Saturday, May 26, 2012

Walnut Coconut Chocolate Chip Tart

Today, I had the opportunity to be the kid in the candy shop. You know the one that walks in, sees all the glorious confectionery delights and oohs and aahs, while grabbing handful after handful of different treats dreaming of what each will taste like. That was me. Except I was in a bookstore. Half Price Books (HPB) to be exact...since they closed all the Borders around here, I've been starved for some of my favorite entertainment - that is, just walking around a bookstore, with the smell of printed paper, the sound of new book covers being crackled open, the occasional reader stuffed into a corner while they devour some new novel oblivious to the world around them (okay, sometimes that is me). Andy found HPB on a trip into Tacoma a couple weeks ago and called me from his cell phone while walking around the cavernous store. "You're going to love this place," he said. And I didn't doubt him.

We went in this morning, armed with books, movies and games we were ready to part with. HPB will buy these things from you at a greatly reduced rate. You can then turn around and use that money to buy books off their shelves! Manna from heaven people. Andy led me to the cooking section and that's where the candy-store kid was released. Oh my goodness, let's just say, I left with a smattering of gently used cookbooks that included offerings from Emeril Lagasse, Tyler Florence, Ina Garten (Barefoot Contessa), Art Smith, and none other than my culinary hero, Alton Brown. No, I did not find the Good Eats Early, Middle or Late Years books, which are on my wish list, but I did find Feasting on Asphalt from a series he did a while back traveling throughout the U.S. on motorcycle while eating at local, sometimes hidden places that you might just pass by without another thought. I've spent the afternoon poring through the book, which is a fascinating read, not to mention filled with interesting-sounding recipes. After reading about Nana Deane's Pecan Coconut Pie that Alton found in Arkansas, I was inspired to make a version of my own for dessert tonight.
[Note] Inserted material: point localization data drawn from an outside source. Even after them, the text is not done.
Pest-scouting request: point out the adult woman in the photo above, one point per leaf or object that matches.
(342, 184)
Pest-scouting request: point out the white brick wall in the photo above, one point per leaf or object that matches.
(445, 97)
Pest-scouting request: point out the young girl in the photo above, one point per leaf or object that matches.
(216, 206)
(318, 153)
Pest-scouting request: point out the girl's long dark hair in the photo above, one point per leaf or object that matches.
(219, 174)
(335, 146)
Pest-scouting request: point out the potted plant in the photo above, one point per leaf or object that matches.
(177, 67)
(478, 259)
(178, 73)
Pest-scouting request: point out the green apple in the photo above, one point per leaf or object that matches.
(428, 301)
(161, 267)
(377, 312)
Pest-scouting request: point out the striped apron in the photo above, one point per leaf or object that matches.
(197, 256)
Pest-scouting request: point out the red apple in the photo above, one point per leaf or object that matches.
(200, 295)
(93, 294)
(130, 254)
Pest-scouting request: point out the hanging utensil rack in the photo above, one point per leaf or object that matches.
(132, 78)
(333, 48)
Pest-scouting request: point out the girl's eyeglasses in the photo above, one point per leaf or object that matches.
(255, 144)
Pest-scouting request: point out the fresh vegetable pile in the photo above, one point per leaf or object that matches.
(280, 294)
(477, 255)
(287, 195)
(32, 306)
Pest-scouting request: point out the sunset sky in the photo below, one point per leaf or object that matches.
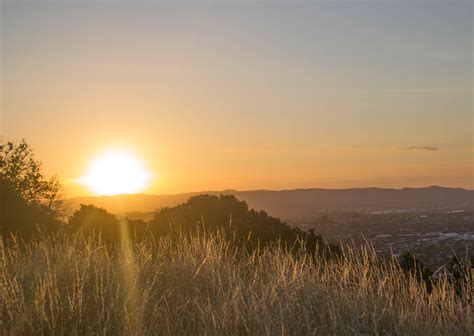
(244, 94)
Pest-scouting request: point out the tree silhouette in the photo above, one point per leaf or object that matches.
(23, 173)
(28, 200)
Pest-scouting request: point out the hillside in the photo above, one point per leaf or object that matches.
(300, 202)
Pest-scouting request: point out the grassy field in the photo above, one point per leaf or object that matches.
(186, 286)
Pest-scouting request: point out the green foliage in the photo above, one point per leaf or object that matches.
(245, 226)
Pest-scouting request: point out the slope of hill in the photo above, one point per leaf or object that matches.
(300, 202)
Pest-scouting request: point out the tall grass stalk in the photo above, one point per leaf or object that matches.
(202, 285)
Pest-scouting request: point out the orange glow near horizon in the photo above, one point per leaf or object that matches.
(115, 172)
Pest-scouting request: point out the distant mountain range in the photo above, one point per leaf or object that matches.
(300, 202)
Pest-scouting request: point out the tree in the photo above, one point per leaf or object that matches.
(243, 226)
(23, 173)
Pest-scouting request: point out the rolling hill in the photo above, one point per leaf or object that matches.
(300, 202)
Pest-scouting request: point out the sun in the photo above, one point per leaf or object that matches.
(115, 172)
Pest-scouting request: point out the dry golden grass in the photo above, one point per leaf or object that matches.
(78, 286)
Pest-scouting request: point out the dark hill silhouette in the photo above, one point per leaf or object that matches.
(300, 202)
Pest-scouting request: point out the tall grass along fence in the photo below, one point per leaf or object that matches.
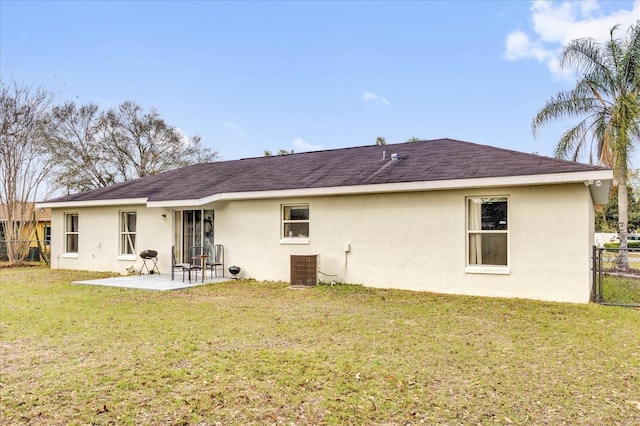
(30, 250)
(612, 284)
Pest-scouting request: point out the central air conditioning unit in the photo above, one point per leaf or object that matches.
(304, 269)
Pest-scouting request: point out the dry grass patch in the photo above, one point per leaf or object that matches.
(257, 353)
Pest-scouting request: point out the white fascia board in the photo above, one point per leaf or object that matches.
(92, 203)
(604, 176)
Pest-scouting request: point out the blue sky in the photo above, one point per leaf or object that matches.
(253, 75)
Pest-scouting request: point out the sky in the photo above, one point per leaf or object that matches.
(249, 76)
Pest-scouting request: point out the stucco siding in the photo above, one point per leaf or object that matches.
(411, 240)
(99, 238)
(417, 241)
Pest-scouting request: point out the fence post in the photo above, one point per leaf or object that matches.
(594, 279)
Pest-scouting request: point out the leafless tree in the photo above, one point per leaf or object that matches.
(98, 149)
(24, 164)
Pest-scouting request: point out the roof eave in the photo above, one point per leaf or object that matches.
(600, 193)
(92, 203)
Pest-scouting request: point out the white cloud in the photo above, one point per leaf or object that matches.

I wish I would've taken a picture of me taking the first bite of this tart/pie, but I couldn't pry my fingers from the fork long enough to reach for the camera. This tart/pie could win contests. I will steal a line from Alton when he ate Nana Deane's Pecan Coconut Pie..."this is the pie coconut was created for."

Walnut Coconut Chocolate Chip Tart/Pie
10.5 oz sugar
3 large eggs
2 oz. (1/2 stick) unsalted butter, melted and cooled slightly
4 oz. buttermilk (no buttermilk? 1/2 cup milk + 1/2 tbs vinegar + 5 minutes sitting = stir and instant buttermilk)
3 oz. sweetened shredded coconut
3 oz. chopped walnuts (about 3/4 cup)
3/4 cup semi-sweet chocolate chips
1 tbs. flour
1 tsp. vanilla extract
Pinch of salt
Prebaked 9-inch pie crust or Prebaked 10-inch sweet tart crust (I made a Sweet Pastry dough - prebaked it as indicated below and then filled with the filling)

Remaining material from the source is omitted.